The real estate is pledged as collateral for the first and second mortgages.
4. Related Party Transactions - Rent Income
Rent income for the years ended December 31, 2000, 1999 and 1998, totaling
$8,422,143, $5,233,008 and $3,671,293, respectively, as provided under an
operating lease with the Lessee dated October 1, 1958, as modified, consisted of
the following:
2000 1999 1998
Basic rent income............. $1,194,968 $1,087,842 $1,087,842
Advance of additional rent.... 1,053,800 1,053,800 1,053,800
Further additional rent....... 6,173,375 3,091,366 1,529,651
$8,422,143 $5,233,008 $3,671,293
The lease, as modified, provides for an annual basic rent equal to the sum of
the constant annual mortgage charges on all mortgages, plus $24,000.

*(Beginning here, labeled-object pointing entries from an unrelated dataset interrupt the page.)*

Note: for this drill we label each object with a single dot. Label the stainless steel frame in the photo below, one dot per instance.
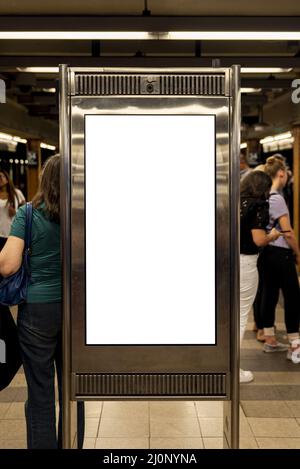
(186, 373)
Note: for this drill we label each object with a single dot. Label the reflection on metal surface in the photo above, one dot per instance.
(150, 385)
(158, 359)
(132, 84)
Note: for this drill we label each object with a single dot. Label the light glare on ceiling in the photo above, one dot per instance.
(145, 35)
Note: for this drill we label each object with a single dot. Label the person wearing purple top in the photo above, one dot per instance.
(279, 272)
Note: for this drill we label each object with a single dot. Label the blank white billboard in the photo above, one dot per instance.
(150, 229)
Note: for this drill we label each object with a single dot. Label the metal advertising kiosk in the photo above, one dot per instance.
(150, 191)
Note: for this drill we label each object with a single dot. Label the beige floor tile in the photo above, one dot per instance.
(267, 427)
(262, 377)
(93, 409)
(266, 409)
(294, 407)
(211, 427)
(89, 443)
(15, 411)
(210, 409)
(278, 443)
(245, 429)
(213, 443)
(10, 429)
(248, 443)
(13, 444)
(4, 406)
(252, 344)
(172, 409)
(174, 427)
(122, 443)
(125, 410)
(285, 377)
(91, 427)
(176, 443)
(118, 428)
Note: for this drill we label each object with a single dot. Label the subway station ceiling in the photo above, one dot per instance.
(157, 7)
(35, 91)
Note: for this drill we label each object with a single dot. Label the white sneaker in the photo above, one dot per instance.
(246, 376)
(294, 351)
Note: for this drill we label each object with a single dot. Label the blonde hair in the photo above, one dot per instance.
(274, 164)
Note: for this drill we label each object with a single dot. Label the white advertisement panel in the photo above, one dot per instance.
(150, 229)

The modified lease also provides for payments of additional rent, as follows:
1. Advances of additional rent are payable in equal monthly installments
totaling an amount equal to the lesser of $1,053,800 or the defined
net operating income of the Lessee during the preceding fiscal year
ended September 30th (the "lease year"); and
2. Further additional rent is payable in an amount equal to 50% of the
Lessee's remaining net operating income, as defined, in each lease
year.
-27-
60 EAST 42nd ST. ASSOCIATES
NOTES TO FINANCIAL STATEMENTS
(continued)
4. Related Party Transactions - Rent Income (continued)

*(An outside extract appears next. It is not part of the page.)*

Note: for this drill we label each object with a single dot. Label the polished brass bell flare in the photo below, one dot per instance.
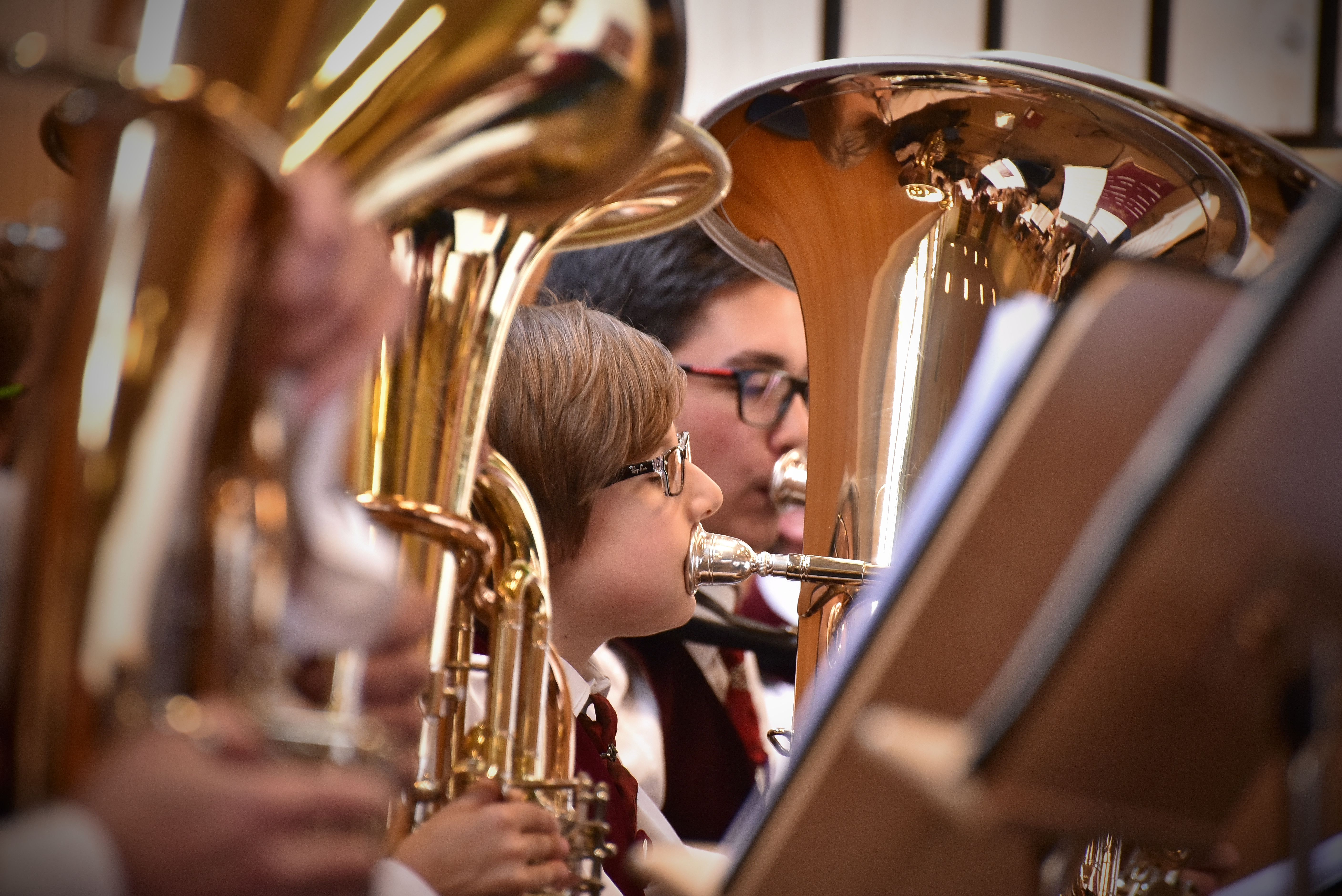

The modified lease further provides for changes to be made in the basic rent
paid in the event of a refinancing of the first mortgage (Note 3). In such case,
unless there is an increase in the mortgage balance, the annual basic rent will
be modified and will be equal to the sum of $24,000 plus an amount equal to the
revised mortgage charges. In the event such mortgage refinancing results in an
increase in the amount of outstanding principal balance of the mortgage, the
basic rent shall be equal to the sum of $24,000 plus an amount equal to the
product of the new debt service percentage rate under the refinanced mortgage
multiplied by the principal balance of the mortgage immediately prior to the
refinancing.
Additional rent is billed to and advanced by the Lessee in equal monthly
installments of $87,817. While it is not practicable to estimate that portion
of additional rent for the lease year ending on the ensuing September 30th
which would be allocable to the current three month period ending December
31st, Associates' policy is to include in its income each year the advances
of additional rent income received from October 1st to December 31st.
No other additional rent is accrued by Associates for the period between the
end of the Lessee's lease year ending September 30th and the end of Associates'
fiscal year ending December 31st.
The lease had an initial term expiring on September 30, 1983, with renewal
options for two additional periods of 25 years each. In 1982, the first lease
renewal option was exercised for the period from October 1, 1983 through
September 30, 2008.
The Lessee may surrender the lease at the end of any month, upon sixty days'
prior written notice; the liability of the Lessee will end on the effective
date of such surrender.
See Note 12.
A partner in Associates is also a partner in the Lessee.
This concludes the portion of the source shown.